In contrast, a comprehensive retrieval was conducted, and strict criteria of inclusion and exclusion were set in our study. More importantly, we enrolled some recently published research and performed subgroup analysis in order to improve the methodology and strengthen the stability of the results. Also, we performed subgroup analysis according to different treatments of rising white blood cells and performed meta-regression and sensitivity analysis for the clinical outcomes with more considerable heterogeneity to find the source of heterogeneity, while we did not find it. But we discovered that outcomes with significant heterogeneity were obtained for the reason that there were few studies included (CD3+, CD4+, ORR, DCR, etc.). It might reduce heterogeneity test efficiency in meta-analysis. Besides, some clinical outcomes (platelet counts, hemoglobin counts, etc.) could usually be exaggerated statistical variations when evaluated as measurement data due to a larger range of average clinical values. So we speculated that the results of studies which showed the heterogeneity in statistics might be related to the clinical heterogeneity. It meant that different illness degrees (specific white blood cell counts) and other different clinical features (tumor types, pathological stages, etc.) might be one of the sources of heterogeneity in meta-analysis.

4.3 Limitations

Several limitations still exist in our study.

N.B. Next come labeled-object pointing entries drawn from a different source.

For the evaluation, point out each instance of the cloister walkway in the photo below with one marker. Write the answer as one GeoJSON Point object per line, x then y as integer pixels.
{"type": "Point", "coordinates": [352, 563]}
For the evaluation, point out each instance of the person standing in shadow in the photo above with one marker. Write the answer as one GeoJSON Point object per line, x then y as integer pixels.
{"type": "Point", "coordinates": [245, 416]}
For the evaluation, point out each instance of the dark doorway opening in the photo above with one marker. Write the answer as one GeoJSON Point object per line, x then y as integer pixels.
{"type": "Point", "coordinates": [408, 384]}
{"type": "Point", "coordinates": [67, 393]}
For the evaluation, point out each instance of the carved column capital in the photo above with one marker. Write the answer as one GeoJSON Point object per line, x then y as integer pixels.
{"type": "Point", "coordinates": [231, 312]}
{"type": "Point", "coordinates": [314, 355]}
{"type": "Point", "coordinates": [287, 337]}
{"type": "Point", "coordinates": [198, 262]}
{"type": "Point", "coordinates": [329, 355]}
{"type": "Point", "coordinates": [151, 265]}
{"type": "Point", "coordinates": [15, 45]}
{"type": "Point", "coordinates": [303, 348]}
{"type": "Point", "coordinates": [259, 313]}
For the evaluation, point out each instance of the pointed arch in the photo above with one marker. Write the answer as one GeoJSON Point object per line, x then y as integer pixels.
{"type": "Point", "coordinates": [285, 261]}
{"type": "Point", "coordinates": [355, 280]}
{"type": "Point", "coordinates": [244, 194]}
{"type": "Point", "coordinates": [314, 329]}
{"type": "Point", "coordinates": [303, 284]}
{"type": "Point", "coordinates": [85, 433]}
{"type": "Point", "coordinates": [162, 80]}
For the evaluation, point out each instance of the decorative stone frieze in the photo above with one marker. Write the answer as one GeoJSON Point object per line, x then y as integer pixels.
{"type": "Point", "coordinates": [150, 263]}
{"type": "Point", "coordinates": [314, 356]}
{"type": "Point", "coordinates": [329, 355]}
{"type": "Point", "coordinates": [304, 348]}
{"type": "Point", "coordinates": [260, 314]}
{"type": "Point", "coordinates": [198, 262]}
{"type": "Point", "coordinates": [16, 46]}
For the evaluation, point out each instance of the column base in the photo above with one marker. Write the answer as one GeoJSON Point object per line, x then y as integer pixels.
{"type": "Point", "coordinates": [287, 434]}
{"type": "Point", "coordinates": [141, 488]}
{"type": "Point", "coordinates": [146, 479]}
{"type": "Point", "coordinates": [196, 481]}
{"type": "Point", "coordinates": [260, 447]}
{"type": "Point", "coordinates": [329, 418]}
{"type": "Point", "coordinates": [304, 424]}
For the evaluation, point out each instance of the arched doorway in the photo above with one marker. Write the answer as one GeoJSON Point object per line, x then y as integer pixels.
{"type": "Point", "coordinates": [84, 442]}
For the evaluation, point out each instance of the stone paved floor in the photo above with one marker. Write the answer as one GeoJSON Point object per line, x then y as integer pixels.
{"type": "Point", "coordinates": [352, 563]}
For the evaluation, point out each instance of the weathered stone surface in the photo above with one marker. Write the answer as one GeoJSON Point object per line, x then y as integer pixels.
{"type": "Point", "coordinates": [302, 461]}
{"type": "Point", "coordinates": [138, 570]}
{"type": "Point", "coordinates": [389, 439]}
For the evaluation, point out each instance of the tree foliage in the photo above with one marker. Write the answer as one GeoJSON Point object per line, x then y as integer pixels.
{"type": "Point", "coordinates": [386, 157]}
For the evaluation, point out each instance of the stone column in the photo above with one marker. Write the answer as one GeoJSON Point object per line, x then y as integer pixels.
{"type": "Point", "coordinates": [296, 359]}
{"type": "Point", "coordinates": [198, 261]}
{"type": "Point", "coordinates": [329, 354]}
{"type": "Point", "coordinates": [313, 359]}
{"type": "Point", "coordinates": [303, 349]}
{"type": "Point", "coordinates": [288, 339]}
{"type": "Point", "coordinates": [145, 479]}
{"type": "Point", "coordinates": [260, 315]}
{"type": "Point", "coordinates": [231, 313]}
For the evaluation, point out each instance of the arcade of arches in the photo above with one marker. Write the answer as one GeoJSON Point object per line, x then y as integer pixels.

First, only 8 of 41 literatures reported specific randomized methods. As the years of publication for some original studies were too early, and many studies did not report the use of allocation concealment and blinding, their quality was not high. However, this study aimed to discuss the effect of the Diyu Shengbai tablet on leukopenia. We chose objective outcomes of clinical laboratories, such as WBC counts and NEUT counts, with little influence from allocation concealment and blinding. Second, although the white blood cell counts of patients at the time of enrollment have been divided into preventive medication and therapeutic medication, there are still some differences in the white blood cell counts among the included studies. Third, the heterogeneity among studies could not be neglected owing to different interventions, drug doses, and therapy time applied to patients with different WBC levels in each trial. In our research, we conducted a subgroup analysis to diminish the heterogeneity to some extent. Finally, as for adverse events, due to the limited follow-up time of included studies and unstandardized reports of some research, no definite conclusions can be drawn about the adverse reactions of DYT.

5 Conclusion

DYT do have positive effect on preventing and treating leukopenia caused by radiotherapy and chemotherapy against malignant tumor. Its efficacy is superior to Leucogen tablets and Batilol tablets, and the application amount of G-CSF can also be diminished while using it. For some clinical outcomes, larger sample size and well-designed randomized controlled trials were still needed to validate our conclusions further. Some of the literatures we screened were published too early, and the average quality and numbers of included literatures were limited.